Let us take the principal value of \[{\sin ^{ - 1}}\left( {\dfrac{{\sqrt 3 + 1}}{{2\sqrt 2 }}} \right)\]as \[\theta \].
\[{\sin ^{ - 1}}\left( {\dfrac{{\sqrt 3 + 1}}{{2\sqrt 2 }}} \right) = \theta \]
Now we can write it as,
\[\sin \theta = \left( {\dfrac{{\sqrt 3 + 1}}{{2\sqrt 2 }}} \right)\]
Now let us rationalize the above expression by multiplying the numerator and denominator of the expression with \[\sqrt 2 \]. Thus we get,
$\sin \theta = \left( {\dfrac{{\sqrt 3 + 1}}{{2\sqrt 2 }}} \right) \times \dfrac{{\sqrt 2 }}{{\sqrt 2}}$
$\sin \theta = \left( {\dfrac{{(\sqrt 3 + 1) \times \sqrt 2 }}{{2\sqrt 2 \times \sqrt 2 }}} \right) = \left( {\dfrac{{\sqrt 6 + \sqrt 2 }}{{2 \times 2}}} \right) = \left( {\dfrac{{\sqrt 6 + \sqrt 2 }}{4}} \right)$
$\sin \theta = \dfrac{{\sqrt 6 + \sqrt 2 }}{4}$
We know the basic trigonometric identity,
\[\cos 2\theta = 1 - 2{\sin ^2}\theta \]
Now let us substitute the value of \[{\sin ^2}\theta \] in the above expression.
\[{\sin ^2}\theta = \dfrac{{{{(\sqrt 6 + \sqrt 2 )}^2}}}{{{4^2}}}\]

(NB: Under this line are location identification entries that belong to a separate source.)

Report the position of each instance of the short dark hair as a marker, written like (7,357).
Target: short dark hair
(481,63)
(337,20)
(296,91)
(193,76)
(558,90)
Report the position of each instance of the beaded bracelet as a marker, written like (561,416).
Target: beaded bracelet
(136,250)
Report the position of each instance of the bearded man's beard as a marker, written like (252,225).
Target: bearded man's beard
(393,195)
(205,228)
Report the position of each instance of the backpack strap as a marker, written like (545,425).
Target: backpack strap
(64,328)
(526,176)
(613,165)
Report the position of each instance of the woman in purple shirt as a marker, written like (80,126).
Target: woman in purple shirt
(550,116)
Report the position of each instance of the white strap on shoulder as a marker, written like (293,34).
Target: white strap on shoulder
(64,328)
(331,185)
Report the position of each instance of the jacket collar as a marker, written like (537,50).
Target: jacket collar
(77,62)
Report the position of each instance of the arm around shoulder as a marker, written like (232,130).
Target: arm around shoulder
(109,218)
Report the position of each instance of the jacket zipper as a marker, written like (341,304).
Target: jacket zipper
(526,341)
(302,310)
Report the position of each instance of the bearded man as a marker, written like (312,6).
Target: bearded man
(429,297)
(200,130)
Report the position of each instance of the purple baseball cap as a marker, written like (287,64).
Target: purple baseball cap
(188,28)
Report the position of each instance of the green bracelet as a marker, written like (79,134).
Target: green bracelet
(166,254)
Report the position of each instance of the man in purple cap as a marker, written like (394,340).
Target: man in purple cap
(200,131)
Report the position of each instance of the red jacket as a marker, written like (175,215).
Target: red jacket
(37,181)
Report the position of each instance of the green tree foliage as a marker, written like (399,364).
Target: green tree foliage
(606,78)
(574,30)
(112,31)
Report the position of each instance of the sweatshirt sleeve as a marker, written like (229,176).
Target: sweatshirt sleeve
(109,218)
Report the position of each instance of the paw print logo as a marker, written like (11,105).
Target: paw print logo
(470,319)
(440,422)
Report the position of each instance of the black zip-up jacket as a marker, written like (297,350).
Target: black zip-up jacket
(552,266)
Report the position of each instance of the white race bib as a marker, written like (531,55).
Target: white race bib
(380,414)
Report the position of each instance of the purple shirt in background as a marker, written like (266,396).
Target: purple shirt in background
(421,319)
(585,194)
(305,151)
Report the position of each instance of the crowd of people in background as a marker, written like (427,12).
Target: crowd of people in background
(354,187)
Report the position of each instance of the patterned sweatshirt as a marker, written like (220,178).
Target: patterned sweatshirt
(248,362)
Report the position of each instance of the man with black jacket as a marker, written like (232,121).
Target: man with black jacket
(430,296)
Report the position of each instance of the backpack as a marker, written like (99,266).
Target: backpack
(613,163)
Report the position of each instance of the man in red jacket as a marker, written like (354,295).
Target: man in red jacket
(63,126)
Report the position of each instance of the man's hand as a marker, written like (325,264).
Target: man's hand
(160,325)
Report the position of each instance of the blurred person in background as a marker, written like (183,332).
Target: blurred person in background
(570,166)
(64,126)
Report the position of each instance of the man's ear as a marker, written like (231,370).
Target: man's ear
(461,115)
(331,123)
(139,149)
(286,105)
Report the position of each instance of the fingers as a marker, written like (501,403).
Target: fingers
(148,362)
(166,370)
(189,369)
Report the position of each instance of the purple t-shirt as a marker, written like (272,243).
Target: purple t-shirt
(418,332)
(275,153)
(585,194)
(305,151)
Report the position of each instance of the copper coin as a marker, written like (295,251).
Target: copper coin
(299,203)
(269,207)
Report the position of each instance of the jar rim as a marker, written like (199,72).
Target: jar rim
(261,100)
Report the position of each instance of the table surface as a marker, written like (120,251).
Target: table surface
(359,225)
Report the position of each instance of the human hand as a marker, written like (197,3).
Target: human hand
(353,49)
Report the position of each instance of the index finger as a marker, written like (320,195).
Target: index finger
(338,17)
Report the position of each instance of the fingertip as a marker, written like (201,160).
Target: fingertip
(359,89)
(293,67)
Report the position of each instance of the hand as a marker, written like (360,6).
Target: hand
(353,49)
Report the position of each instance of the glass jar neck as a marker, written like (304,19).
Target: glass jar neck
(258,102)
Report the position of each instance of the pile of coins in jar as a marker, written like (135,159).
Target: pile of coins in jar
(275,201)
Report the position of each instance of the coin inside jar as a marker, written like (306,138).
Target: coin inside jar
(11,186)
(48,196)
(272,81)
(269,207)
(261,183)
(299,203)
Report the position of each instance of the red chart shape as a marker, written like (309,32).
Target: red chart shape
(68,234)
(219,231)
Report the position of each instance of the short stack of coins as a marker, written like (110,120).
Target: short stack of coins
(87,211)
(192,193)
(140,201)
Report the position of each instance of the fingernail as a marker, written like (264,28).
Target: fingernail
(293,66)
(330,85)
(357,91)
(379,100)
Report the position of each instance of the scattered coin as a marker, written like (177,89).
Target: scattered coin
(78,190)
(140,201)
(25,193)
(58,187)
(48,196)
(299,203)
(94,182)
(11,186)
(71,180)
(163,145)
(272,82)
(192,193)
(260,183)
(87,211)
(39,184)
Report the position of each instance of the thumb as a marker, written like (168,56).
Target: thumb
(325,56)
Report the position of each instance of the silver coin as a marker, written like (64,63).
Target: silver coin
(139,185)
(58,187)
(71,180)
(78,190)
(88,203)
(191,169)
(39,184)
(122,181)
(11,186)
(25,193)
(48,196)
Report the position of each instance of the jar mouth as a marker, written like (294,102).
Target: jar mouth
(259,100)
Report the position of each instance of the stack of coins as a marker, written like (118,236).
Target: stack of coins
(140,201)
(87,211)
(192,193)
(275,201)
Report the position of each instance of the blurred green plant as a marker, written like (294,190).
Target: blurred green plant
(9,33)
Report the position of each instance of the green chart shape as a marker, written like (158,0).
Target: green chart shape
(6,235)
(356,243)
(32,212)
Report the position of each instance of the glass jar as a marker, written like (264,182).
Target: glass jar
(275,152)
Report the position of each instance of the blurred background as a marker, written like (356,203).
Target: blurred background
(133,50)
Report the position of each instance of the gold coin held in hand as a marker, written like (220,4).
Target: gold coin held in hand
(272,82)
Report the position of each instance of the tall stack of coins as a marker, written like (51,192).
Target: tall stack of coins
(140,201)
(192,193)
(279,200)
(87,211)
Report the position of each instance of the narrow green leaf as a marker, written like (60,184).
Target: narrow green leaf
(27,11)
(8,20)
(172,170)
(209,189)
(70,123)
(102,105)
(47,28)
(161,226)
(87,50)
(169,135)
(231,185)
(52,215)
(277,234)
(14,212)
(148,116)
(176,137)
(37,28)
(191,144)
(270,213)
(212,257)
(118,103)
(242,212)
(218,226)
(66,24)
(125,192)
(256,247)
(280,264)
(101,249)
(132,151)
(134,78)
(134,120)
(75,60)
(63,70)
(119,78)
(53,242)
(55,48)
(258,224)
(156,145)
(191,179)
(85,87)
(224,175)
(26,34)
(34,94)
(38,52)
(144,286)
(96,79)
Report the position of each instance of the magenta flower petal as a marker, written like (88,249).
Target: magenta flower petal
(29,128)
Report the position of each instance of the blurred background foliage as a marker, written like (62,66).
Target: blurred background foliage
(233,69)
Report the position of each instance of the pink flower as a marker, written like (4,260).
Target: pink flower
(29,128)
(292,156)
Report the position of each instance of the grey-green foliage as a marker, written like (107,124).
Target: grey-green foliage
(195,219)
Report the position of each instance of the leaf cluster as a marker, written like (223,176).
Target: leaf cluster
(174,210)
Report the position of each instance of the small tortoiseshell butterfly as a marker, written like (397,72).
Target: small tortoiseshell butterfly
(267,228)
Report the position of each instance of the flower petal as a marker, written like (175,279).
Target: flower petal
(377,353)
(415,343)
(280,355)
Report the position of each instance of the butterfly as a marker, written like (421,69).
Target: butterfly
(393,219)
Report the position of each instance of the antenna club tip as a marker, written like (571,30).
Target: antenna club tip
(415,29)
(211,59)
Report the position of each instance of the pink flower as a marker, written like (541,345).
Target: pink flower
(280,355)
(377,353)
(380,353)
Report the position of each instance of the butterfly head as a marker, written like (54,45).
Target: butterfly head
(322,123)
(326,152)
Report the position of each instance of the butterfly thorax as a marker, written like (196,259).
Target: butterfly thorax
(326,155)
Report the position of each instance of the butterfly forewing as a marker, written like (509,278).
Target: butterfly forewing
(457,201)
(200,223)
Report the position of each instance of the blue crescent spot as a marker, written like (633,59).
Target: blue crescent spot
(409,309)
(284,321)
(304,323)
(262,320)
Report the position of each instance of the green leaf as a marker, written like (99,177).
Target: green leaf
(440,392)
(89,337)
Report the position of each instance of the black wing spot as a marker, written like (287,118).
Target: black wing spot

We know the basic identity and use it to solve the following expression.
\[{(a + b)^2} = {a^2} + 2ab + {b^2}\]
${\sin ^2}\theta = \dfrac{{{{(\sqrt 6 + \sqrt 2 )}^2}}}{{{4^2}}} = \dfrac{{{{(\sqrt 6 )}^2} + 2 \times \sqrt 6 \times \sqrt 2 + {{(\sqrt 2 )}^2}}}{{16}}$
${\sin ^2}\theta = \dfrac{{6 + 2\sqrt {12} + 2}}{{16}} = \dfrac{{8 + 4\sqrt 3 }}{{16}} = 2\left( {\dfrac{{4 + 2\sqrt 3 }}{{16}}} \right) = \left( {\dfrac{{4 + 2\sqrt 3 }}{8}} \right)$
${\sin ^2}\theta = \left( {\dfrac{{4 + 2\sqrt 3 }}{8}} \right)$
Thus we got the required value of \[{\sin ^2}\theta \]. Now let us put this in the equation of \[\cos 2\theta \].
\[\cos 2\theta = 1 - 2 \times \left( {\dfrac{{4 + 2\sqrt 3 }}{8}} \right)\], now let us simplify it.
$\cos 2\theta = 1 - \dfrac{{4 + \sqrt 3 }}{4} = \dfrac{{4 - 4 - 2\sqrt 3 }}{4}$
$\cos 2\theta = \dfrac{{ - 2\sqrt 3 }}{4} = - \dfrac{{\sqrt 3 }}{2}$
$\cos 2\theta = - \dfrac{{\sqrt 3 }}{2}$
$2\theta = {\cos ^{ - 1}}\left( { - \dfrac{{\sqrt 3 }}{2}} \right)$
Now we need to find the value of \[{\cos ^{ - 1}}\left( { - \dfrac{{\sqrt 3 }}{2}} \right)\]. From trigonometric table we know that,
$\cos \left( {\pi - \dfrac{\pi }{6}} \right) = - \dfrac{{\sqrt 3 }}{2}$
$\cos \left( {\dfrac{{6\pi - \pi }}{6}} \right) = \cos \dfrac{{5\pi }}{6} = - \dfrac{{\sqrt 3 }}{2}$
$\dfrac{{5\pi }}{6} = {\cos ^{ - 1}}\left( { - \dfrac{{\sqrt 3 }}{2}} \right)$
Thus substituting in above equation we get,
$\cos 2\theta=\cos \dfrac{{5\pi }}{6}$
The general solution of trigonometric function $\cos x = \cos \alpha$ is given as $\cos x=2n\pi \pm\cos\alpha$
Hence the equation becomes,
\[
  2\theta = 2n\pi \pm \dfrac{{5\pi }}{6} \ \\
  \theta = n\pi \pm \dfrac{{5\pi }}{{12}} \ \\
\]
Thus we got the principal value of inverse sine function as \[\dfrac{{5\pi }}{{12}}\],which lies between the range \[\left( { - \dfrac{\pi }{2},\dfrac{\pi }{2}} \right)\].
Thus the principal value is \[\dfrac{{5\pi }}{{12}}\].

Note: To solve a question like these you should be familiar with the domain and range of the sine functions as well as the domain and range of the inverse sine functions. For us the range of inverse sine function is \[\left( { - \dfrac{\pi }{2},\dfrac{\pi }{2}} \right)\] and the domain of inverse function of sine is \[[ - 1,1]\].